Sorry for being tardy to reply. That NY Times article is a "must-read." It vividly illustrates the argument for transparence. Uwe Reinhardt is present, whining about how can we put ask "consumers" to make good choices about healthcare when they can't find out how much something costs and is it any good? When the obvious answer, Uwe, is: Help them. Make the insurers be more transparent (they actually consider their payments to be trade secrets), force the providers to post real prices. And put the providers under "common carrier" rules. You ever notice that no matter how many airline tickets some big corporation buys, there are no deals where, say, Google makes all employees fly United, and in return gets tickets at half price? That kind of discounting is illegal in "common carrier" industries such as airlines, trucking, railways, and telecom. There is no "wholesale" and "retail" price. You have to entice customers in other ways, like frequent flier clubs.

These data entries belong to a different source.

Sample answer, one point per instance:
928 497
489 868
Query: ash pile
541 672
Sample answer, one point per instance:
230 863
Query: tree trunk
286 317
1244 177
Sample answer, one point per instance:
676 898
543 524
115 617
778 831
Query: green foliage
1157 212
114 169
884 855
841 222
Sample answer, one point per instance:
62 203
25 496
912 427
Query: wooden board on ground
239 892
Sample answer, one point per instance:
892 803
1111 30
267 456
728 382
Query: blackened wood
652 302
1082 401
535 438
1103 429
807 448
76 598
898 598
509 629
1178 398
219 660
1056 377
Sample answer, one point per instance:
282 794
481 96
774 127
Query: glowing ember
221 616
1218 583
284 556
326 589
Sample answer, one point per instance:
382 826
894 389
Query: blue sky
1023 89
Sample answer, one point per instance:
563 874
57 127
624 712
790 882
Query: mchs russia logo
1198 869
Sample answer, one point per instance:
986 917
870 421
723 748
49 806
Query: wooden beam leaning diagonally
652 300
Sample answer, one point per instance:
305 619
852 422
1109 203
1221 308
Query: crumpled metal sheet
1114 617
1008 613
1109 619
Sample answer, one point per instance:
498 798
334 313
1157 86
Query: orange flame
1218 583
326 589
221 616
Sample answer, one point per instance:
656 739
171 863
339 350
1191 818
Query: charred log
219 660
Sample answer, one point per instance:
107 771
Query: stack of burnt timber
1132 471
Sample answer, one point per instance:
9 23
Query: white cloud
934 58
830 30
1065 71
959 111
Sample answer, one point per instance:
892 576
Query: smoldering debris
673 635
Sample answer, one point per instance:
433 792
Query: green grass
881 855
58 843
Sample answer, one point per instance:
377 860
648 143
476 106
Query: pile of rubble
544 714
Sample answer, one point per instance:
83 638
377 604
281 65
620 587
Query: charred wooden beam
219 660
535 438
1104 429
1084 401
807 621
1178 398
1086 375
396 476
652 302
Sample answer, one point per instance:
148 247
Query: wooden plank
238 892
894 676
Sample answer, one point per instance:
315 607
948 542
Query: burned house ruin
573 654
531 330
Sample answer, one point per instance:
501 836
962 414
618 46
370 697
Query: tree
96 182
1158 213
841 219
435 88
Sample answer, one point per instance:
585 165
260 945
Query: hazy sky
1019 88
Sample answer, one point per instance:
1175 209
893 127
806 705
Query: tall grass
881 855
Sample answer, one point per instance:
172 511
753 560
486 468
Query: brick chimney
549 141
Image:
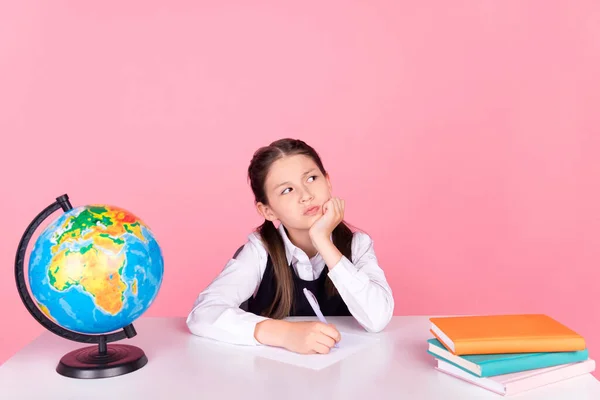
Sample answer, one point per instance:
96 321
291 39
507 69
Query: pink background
463 135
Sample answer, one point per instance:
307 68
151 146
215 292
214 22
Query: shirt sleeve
216 313
363 286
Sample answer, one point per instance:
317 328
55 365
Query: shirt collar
292 252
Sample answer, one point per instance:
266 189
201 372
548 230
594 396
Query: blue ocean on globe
95 269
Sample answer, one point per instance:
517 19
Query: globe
95 269
92 272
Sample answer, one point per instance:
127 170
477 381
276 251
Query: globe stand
101 361
91 362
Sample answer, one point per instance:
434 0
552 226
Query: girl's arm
361 284
216 313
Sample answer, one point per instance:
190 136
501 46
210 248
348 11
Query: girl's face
296 191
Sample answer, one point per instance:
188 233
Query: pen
312 300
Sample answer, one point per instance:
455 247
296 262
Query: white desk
182 366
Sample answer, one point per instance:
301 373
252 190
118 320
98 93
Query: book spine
519 345
502 367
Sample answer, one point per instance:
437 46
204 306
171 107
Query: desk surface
184 366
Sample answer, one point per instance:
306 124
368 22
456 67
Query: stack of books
508 354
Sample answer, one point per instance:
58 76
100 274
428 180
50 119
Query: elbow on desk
378 324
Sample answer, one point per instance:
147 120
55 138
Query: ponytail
284 292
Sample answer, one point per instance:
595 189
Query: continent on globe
95 269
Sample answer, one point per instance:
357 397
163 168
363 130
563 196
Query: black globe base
90 363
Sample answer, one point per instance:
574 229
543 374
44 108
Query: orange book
497 334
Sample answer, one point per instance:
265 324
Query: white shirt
361 283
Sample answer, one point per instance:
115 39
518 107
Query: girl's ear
266 212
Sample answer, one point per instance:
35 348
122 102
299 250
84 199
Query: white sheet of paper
350 344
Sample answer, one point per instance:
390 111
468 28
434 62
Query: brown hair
342 235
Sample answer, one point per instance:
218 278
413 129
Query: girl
312 248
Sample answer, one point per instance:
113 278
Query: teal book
484 365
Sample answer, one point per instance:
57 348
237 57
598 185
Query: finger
334 202
327 206
338 206
339 335
321 348
330 331
326 340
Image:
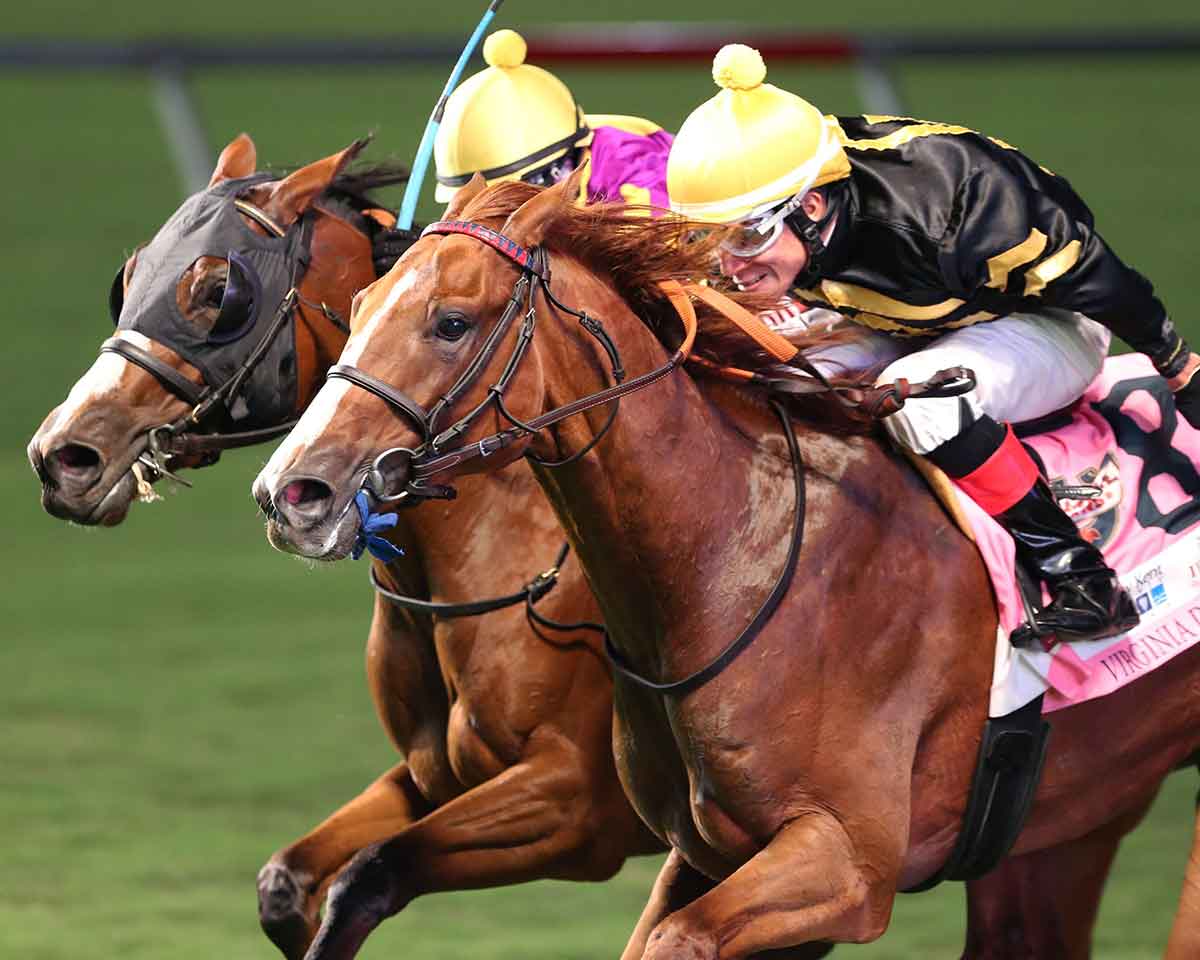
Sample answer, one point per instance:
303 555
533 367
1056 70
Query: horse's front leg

You could do that in healthcare. It would force providers to establish actual real prices which actually help providers get better at knowing what their cost of doing business is, and where they can provide value in a way that helps them survive. It would force insurers to find other ways to provide value to their customers than by using market power on the providers to give them unreal discounts at the cost of other customers. It would also mean that you could do something like Kayak in healthcare. Need a new hip? Having a baby? Some other predictable unit of major healthcare for which you have to share some of the cost? Put it in right here, just like you put your destination and dates in on Kayak. And, oh, I have insurance from Company X, on plan 3b. Show me all the places around here, how much they cost, how much that will cost _me_, what are there quality ratings and customer scores. Okay, now show me what I would pay if I were willing to travel somewhere else. And so on.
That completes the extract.